The Shops and Establishments Acts are state-specific labour laws that govern working conditions in commercial establishments such as offices, shops and restaurants, covering areas like working hours, overtime, leave and holidays. Since each state prescribes its own rules, these laws often vary across jurisdictions, covering areas such as working hours, overtime, leave and holidays, opening and closing hours, and conditions of employment.
Puneet Gupta, partner, People Advisory Services – Tax, EY India, said that a key concern is the overlap between the Occupational Safety, Health and Working Conditions Code, 2020 (OSH Code), and state Shops and Establishments Acts, with the Code applying specifically to “workers” as defined under the labour laws, while state Acts cover “employees” or “workers” based on their own definitions, which vary widely across states in terms of coverage, exclusions and wage thresholds.
“This may create issues where different provisions may apply to different categories of people within the same establishment. Further, key aspects such as daily and weekly working hours, overtime eligibility triggers, maximum overtime limits, and rest intervals differ materially across states under S&E Acts when compared with the uniform baseline contemplated under the OSHWC Code,” added Gupta.
Industry associations have raised these concerns with the labour ministry and are awaiting clarifications, according to people aware of the matter.
“While the Labour Codes provide for eight working hours per day and 48 hours per week, with flexibility in spread-over, several state Shops and Establishments Acts currently prescribe stricter daily limits or more restrictive spread-over conditions, which can create practical uncertainty for employers when designing work schedules,” said Ankur Jain, partner and leader, Regulatory and Business Solutions at PwC India.
Jain noted that divergences are also evident in leave and overtime provisions. While the Labour Codes permit earned leave accumulation up to 30 days and allow encashment beyond this limit, certain state laws allow higher accumulation or carry-forward limits but do not permit annual encashment in most cases. Similarly, the Codes allow up to 144 hours of overtime per quarter with worker approval, whereas some states prescribe lower caps, he added.
This comes as the rollout of the Labour Codes remains incomplete, with final rules yet to be notified. While the Codes came into effect in November 2025 and draft rules were issued in December, the final rules, which are expected to provide operational clarity, have been delayed. Although the government had earlier indicated a notification by the end of FY26, it remains pending as companies continue to operate under evolving provisions.
Aarti Raote, partner at Deloitte India, also highlighted the mismatch between state rules and the central Labour Codes, citing Karnataka’s provision allowing carry-forward of up to 45 days of leave compared to the 30-day cap under the Codes.
Gupta added the overlap could increase compliance complexity for multi-state companies, requiring them to adopt state-specific policies or higher uniform standards to reduce legal risk, and where conflicts persist, central law would prevail over state law under Article 254 of the Constitution.
“To mitigate disputes and regulatory risk, many employers are therefore likely to adopt a more employee-friendly or conservative standard.

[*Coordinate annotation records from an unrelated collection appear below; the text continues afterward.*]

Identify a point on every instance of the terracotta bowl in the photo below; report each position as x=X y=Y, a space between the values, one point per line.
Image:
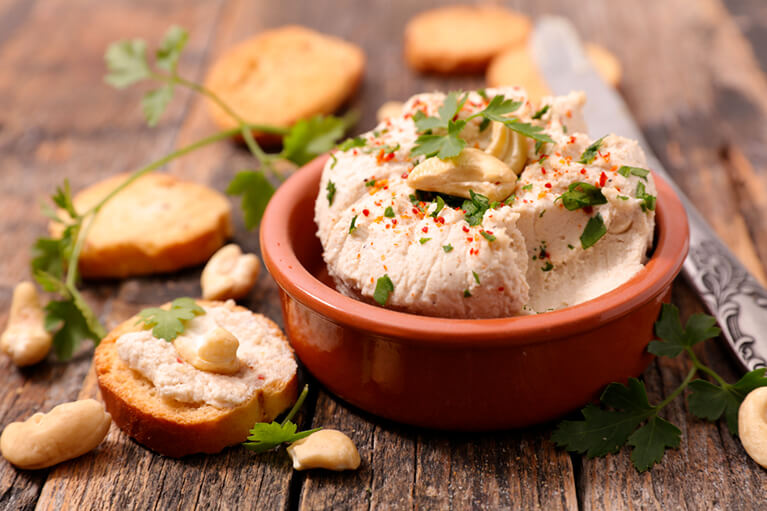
x=461 y=374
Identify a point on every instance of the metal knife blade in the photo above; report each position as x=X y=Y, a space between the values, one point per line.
x=730 y=292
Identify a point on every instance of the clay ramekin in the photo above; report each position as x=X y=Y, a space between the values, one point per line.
x=461 y=374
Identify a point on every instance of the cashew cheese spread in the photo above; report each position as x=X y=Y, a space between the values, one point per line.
x=261 y=353
x=527 y=214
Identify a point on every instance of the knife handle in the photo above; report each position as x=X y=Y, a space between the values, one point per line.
x=730 y=292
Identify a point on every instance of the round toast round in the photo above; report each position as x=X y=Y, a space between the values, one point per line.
x=176 y=428
x=157 y=224
x=283 y=75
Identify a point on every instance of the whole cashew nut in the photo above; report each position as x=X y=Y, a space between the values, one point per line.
x=25 y=339
x=229 y=274
x=327 y=448
x=752 y=425
x=45 y=439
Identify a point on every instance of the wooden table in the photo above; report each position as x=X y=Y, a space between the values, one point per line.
x=694 y=78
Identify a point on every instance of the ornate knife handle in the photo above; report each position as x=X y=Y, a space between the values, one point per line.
x=729 y=291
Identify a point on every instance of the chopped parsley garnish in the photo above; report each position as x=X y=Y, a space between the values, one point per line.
x=489 y=237
x=350 y=143
x=440 y=205
x=384 y=287
x=625 y=170
x=475 y=208
x=540 y=113
x=590 y=154
x=648 y=201
x=595 y=229
x=580 y=195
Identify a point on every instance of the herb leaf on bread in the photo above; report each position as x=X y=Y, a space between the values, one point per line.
x=626 y=416
x=168 y=323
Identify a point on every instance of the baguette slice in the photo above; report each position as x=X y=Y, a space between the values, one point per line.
x=175 y=428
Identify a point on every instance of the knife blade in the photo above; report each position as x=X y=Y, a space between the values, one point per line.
x=729 y=291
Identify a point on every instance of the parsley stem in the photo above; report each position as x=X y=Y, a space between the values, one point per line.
x=678 y=390
x=698 y=364
x=297 y=406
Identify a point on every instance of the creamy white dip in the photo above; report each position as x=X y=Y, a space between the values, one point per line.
x=262 y=351
x=442 y=266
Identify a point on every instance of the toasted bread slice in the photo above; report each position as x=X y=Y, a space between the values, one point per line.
x=175 y=428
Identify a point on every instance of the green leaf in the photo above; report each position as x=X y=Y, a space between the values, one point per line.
x=154 y=102
x=590 y=154
x=581 y=195
x=256 y=191
x=170 y=49
x=168 y=323
x=127 y=63
x=265 y=436
x=384 y=287
x=593 y=232
x=604 y=431
x=475 y=208
x=674 y=338
x=651 y=441
x=69 y=326
x=309 y=138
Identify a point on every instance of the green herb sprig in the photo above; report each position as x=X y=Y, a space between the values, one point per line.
x=265 y=436
x=54 y=262
x=626 y=417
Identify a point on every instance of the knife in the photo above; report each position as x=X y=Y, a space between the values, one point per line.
x=729 y=291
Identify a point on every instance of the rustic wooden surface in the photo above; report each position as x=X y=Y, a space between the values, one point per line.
x=694 y=76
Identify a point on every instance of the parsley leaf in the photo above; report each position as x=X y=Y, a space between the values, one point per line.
x=625 y=170
x=593 y=232
x=384 y=287
x=168 y=323
x=309 y=138
x=581 y=195
x=127 y=63
x=331 y=188
x=475 y=208
x=256 y=191
x=590 y=154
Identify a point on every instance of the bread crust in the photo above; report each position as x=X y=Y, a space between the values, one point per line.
x=462 y=38
x=173 y=428
x=157 y=224
x=283 y=75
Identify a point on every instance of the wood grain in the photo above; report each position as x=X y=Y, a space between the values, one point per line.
x=693 y=77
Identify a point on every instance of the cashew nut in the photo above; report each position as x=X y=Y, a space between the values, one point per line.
x=45 y=439
x=215 y=352
x=25 y=339
x=472 y=169
x=327 y=448
x=752 y=425
x=229 y=274
x=508 y=146
x=389 y=109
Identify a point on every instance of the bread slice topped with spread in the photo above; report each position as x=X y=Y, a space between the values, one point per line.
x=228 y=369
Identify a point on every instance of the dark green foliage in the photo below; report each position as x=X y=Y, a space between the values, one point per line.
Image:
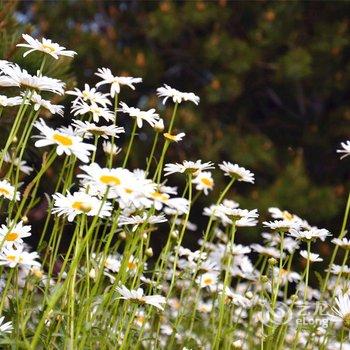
x=273 y=78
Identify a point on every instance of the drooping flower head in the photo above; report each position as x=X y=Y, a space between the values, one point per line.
x=46 y=46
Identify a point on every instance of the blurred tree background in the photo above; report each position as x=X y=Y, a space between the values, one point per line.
x=273 y=78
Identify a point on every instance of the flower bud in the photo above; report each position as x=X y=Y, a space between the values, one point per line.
x=149 y=252
x=159 y=125
x=272 y=261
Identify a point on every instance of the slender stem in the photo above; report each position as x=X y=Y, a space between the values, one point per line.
x=130 y=144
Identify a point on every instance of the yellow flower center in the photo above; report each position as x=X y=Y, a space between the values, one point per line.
x=11 y=236
x=170 y=137
x=207 y=182
x=81 y=206
x=160 y=196
x=208 y=281
x=110 y=180
x=63 y=140
x=49 y=47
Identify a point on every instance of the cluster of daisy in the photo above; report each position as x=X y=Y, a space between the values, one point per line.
x=94 y=280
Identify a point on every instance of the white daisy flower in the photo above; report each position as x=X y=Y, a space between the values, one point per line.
x=343 y=243
x=237 y=172
x=342 y=311
x=87 y=129
x=14 y=234
x=241 y=217
x=337 y=269
x=159 y=125
x=10 y=101
x=289 y=243
x=89 y=95
x=268 y=251
x=279 y=225
x=8 y=191
x=177 y=206
x=66 y=140
x=234 y=298
x=12 y=257
x=78 y=203
x=149 y=116
x=168 y=92
x=345 y=150
x=137 y=296
x=13 y=75
x=114 y=81
x=138 y=220
x=46 y=46
x=105 y=177
x=5 y=327
x=174 y=138
x=310 y=235
x=187 y=166
x=204 y=182
x=285 y=275
x=312 y=257
x=39 y=102
x=97 y=112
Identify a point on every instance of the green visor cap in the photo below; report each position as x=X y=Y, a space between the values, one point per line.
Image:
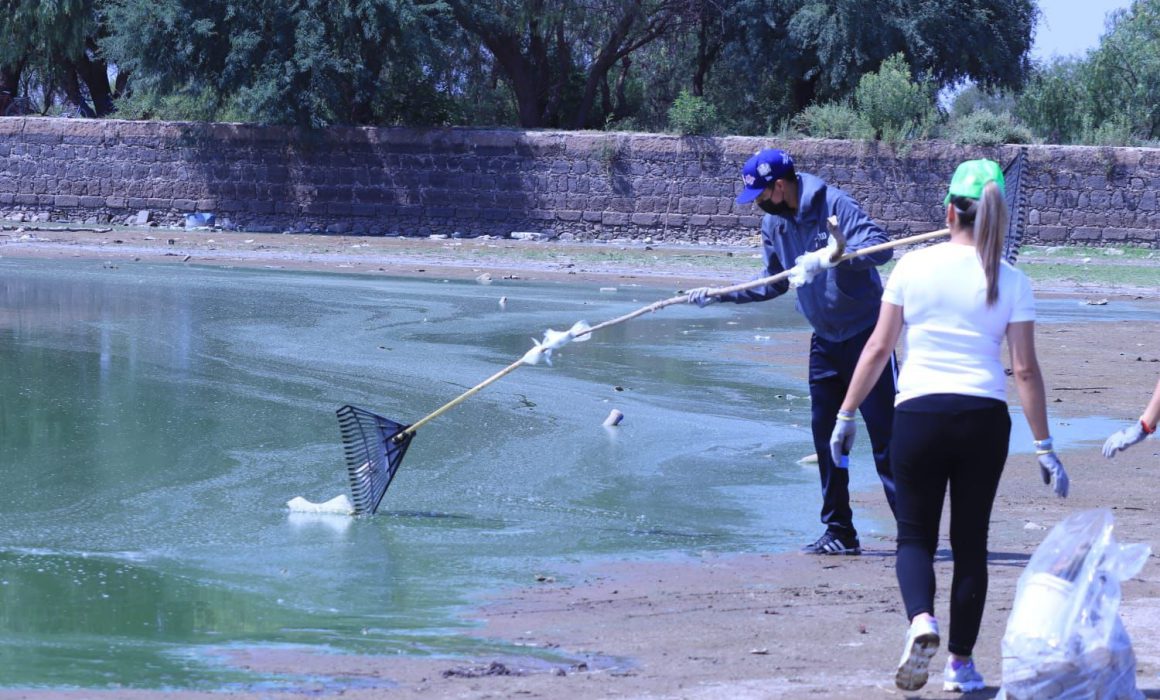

Although this may increase compliance costs in the short term, it can also promote greater consistency, enhance employee trust, and offer stronger long-term legal certainty across their operations,” added Jain.
While most states have published draft rules under the Labour Codes, final notification remains pending in several states, with implementation continuing to be staggered across jurisdictions. Some states such as West Bengal are yet to publish draft rules under the Labour Codes, while others like Tamil Nadu have issued draft rules for select Codes but not all.